Sou a favor da criação de Carajás e Tapajós, mas sou contra a exclusão das pessoas que falam contra.
Moderadores mostrem inteligência.

 

 

Nota do blog: A Internet, em sítios específicos, está desse jeito mesmo: o xenofobismo prevalecendo sobre a razão.

Os chamados “líderes” dos movimentos separatistas perderem o controle da situação, deixando fluir rastros de pessoas raivosas.

E isso é preocupante.

Num plebiscito, a conquista ou perda de votos depende exclusivamente da capacidade de cada um exercer seu poder de convencimento.

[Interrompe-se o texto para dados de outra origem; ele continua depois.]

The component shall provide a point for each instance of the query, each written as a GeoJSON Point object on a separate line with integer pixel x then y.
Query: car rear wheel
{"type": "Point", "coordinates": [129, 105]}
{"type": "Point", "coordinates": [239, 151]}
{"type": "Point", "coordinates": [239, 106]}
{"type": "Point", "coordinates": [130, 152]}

Quando se ameaça, numa disputa democrática, o resultado é majoritariamente contrário aos interesses dessa ou daquela bandeira.

Exemplo maior presenciamos num post sobre a entrevista de Fafá de Belém declarando-se contra a divisão do Estado, com todo o direito que ela tem de se manifestar.

O número de comentaristas rancorosos presentes ao post, condenando de forma acintosa a cantora, é uma reação assustadora de pessoas despreparadas para o bom embate, e que, veja só!, infelizmente, ilustra o nível a que está submetido grande parte dos humanos que integram uma região que sonha em se emancipar.

O blog já alertou para o dia seguinte ao plebiscito.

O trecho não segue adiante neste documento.